[llvm-dev] [RFC][InlineCost] Modeling JumpThreading (or similar) in inline cost model

Fri Aug 4 11:41:26 PDT 2017

On 8/4/2017 2:06 PM, Daniel Berlin wrote:
> A few notes:
> I'm a bit surprised IPO copy/constant propagation doesn't get this 
> case, but i didn't look if the lattice supports variables.
> In particular, in your example, given no other call sites, it should 
> eliminate the dead code.
> (In a real program, it may require cloning).

In the actual program (SPEC2017/gcc, ironically), there are multiple 
calls to fn2 and only one of them has the property that the 1st and 2nd 
argument are the same (as is shown in my pseudo code). Internally, we 
have another developer, Matt Simpson, working on a function 
specialization patch that might be of value here. Specifically, you 
could clone fn2 based on the fact that a_ptr == dst_ptr and then 
simplify a great deal of the function.  However, that patch is still a WIP.

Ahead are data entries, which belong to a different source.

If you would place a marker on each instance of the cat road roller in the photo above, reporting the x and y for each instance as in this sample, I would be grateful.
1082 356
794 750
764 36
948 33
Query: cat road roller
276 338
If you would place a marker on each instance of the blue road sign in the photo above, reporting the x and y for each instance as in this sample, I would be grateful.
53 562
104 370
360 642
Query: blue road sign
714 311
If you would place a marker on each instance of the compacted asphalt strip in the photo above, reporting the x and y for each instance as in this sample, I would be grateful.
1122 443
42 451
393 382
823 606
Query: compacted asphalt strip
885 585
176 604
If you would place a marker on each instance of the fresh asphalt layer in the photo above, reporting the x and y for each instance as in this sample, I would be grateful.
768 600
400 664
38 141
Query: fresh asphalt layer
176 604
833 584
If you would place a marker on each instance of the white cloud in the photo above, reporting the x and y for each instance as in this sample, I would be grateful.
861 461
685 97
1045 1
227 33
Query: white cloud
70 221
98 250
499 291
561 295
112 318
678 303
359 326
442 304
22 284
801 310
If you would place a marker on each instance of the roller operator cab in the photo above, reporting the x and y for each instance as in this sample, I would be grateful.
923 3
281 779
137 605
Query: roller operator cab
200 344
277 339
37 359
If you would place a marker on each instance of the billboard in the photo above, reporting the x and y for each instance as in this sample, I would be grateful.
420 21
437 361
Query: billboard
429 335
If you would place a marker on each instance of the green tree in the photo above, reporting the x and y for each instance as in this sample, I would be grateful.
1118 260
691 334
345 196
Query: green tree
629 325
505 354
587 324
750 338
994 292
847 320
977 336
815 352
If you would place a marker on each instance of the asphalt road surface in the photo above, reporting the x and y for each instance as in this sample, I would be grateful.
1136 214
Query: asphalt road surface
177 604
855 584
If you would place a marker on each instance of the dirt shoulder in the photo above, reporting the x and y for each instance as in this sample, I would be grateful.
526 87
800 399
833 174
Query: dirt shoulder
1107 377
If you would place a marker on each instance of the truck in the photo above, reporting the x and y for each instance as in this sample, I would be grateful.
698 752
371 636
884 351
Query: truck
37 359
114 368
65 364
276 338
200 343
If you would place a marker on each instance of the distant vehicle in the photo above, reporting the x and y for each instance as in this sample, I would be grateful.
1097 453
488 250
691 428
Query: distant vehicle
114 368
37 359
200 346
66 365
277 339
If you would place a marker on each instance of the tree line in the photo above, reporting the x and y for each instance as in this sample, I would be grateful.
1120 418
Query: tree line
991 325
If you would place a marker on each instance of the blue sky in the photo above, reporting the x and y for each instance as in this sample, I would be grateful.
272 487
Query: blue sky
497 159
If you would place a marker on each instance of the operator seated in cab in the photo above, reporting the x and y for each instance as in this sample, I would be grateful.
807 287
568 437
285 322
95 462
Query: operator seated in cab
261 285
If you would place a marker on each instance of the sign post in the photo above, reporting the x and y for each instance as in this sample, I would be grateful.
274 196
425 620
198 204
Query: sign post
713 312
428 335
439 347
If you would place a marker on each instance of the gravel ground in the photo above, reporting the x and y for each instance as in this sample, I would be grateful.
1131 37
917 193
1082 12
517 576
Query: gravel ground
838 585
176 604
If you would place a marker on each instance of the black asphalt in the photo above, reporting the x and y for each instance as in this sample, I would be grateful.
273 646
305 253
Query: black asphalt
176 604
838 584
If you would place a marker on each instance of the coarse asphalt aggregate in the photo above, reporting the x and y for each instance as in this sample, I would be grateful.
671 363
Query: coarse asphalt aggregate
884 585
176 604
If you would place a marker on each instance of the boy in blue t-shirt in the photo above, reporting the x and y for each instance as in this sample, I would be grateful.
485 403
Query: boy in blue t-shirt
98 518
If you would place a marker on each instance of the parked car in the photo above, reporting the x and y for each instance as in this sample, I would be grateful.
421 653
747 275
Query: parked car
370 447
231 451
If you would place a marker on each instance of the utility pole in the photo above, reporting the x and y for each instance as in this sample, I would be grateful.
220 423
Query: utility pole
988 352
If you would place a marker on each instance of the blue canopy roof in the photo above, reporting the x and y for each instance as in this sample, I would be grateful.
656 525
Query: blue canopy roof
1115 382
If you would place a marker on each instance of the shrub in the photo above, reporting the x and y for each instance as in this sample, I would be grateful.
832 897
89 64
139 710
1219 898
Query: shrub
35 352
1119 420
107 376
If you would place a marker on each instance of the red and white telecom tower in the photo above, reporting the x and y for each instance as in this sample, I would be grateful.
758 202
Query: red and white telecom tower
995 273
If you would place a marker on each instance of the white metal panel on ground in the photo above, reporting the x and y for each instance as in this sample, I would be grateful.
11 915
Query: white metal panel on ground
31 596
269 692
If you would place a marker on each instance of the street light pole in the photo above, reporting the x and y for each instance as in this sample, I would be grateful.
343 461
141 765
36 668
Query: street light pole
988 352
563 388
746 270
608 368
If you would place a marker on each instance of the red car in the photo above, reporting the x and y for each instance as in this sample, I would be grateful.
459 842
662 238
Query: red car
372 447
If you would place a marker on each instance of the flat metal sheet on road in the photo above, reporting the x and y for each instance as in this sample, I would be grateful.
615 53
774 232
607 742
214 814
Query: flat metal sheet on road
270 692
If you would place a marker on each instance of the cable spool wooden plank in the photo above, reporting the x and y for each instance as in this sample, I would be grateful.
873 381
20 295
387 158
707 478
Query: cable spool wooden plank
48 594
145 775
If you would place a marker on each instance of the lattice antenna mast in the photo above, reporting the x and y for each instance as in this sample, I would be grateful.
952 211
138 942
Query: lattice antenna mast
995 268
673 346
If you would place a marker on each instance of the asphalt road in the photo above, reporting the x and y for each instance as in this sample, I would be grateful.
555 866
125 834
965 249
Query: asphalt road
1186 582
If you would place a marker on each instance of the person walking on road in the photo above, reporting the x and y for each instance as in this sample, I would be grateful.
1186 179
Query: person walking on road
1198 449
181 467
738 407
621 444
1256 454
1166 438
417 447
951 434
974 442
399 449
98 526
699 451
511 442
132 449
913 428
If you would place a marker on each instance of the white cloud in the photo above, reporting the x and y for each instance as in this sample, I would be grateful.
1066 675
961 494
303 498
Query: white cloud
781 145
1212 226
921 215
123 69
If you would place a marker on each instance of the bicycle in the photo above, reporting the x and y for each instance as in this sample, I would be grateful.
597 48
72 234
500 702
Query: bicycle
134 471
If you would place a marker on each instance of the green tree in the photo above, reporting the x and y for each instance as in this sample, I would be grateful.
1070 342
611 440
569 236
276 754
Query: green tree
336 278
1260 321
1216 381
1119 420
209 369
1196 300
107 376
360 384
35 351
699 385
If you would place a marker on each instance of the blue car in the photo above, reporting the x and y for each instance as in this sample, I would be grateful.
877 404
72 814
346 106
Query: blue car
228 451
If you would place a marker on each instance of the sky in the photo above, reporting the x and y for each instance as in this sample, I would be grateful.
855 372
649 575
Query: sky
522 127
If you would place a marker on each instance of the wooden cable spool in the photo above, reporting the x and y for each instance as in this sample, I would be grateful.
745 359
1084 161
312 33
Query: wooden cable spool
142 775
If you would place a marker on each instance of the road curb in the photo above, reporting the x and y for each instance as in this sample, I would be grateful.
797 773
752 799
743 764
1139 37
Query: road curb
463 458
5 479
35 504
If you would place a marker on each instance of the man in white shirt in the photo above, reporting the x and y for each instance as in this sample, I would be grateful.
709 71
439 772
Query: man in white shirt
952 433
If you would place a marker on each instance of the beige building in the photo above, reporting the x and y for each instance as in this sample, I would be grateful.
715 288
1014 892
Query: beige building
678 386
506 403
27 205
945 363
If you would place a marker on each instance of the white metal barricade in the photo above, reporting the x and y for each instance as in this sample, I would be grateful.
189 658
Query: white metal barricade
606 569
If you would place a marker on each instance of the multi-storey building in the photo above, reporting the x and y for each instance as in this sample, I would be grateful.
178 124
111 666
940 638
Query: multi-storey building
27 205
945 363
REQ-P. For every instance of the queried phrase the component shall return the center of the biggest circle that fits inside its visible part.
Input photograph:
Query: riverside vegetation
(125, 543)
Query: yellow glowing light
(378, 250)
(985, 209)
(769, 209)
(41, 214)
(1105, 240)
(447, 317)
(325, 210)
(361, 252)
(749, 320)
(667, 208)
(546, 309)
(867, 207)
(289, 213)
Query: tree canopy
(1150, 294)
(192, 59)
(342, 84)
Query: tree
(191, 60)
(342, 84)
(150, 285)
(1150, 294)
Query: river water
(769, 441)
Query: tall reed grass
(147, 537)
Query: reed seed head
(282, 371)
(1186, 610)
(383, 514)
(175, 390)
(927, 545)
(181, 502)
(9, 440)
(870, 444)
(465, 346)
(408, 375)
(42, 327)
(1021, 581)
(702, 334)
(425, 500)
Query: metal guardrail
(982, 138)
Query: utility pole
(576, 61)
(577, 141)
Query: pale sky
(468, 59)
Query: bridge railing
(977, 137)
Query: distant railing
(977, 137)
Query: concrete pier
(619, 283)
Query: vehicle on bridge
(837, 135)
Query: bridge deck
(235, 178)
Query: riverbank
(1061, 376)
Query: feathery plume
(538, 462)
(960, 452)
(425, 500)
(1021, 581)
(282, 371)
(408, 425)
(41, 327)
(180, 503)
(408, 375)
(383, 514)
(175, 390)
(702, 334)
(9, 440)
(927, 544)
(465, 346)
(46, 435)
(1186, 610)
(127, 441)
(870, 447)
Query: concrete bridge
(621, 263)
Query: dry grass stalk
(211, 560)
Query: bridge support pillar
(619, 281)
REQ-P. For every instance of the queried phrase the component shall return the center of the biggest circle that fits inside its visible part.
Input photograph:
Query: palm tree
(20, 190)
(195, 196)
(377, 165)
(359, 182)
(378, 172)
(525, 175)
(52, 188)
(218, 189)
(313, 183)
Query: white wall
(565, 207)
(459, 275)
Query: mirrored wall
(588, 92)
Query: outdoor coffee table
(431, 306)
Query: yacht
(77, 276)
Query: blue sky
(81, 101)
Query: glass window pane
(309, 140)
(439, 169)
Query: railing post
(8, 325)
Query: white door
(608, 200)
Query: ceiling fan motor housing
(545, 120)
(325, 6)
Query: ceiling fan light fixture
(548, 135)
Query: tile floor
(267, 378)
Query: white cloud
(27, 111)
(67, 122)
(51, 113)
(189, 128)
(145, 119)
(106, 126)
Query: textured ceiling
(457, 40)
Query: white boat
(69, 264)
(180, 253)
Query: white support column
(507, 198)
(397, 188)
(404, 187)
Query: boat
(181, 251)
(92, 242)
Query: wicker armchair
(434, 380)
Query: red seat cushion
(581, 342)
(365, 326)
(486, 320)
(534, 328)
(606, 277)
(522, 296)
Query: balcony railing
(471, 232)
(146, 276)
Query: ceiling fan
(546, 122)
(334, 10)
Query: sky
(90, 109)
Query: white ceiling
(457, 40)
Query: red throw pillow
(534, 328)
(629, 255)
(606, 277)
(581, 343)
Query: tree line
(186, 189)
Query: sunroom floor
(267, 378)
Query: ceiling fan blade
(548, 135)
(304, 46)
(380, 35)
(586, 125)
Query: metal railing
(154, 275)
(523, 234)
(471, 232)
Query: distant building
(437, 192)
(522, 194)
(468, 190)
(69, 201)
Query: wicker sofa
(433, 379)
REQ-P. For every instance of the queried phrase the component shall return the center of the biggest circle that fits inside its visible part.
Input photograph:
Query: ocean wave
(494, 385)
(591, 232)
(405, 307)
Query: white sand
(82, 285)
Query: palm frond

> GCC will do IPA-CP/const-prop with cloning, and i'm wildly curious if 
> new GCC's catch this case for you at higher optimization levels?

GCC does inline fn2 into fn1 in this particular case, but I'm not 
exactly sure how GCC accomplishes this.  I'm guessing GCC is just more 
aggressive with its inlining (fn2 is also marked with the inline 
keyword, which I assume GCC uses as a hint).  I'm speculating here and 
I've never worked on GCC, so unfortunately I have little to go on.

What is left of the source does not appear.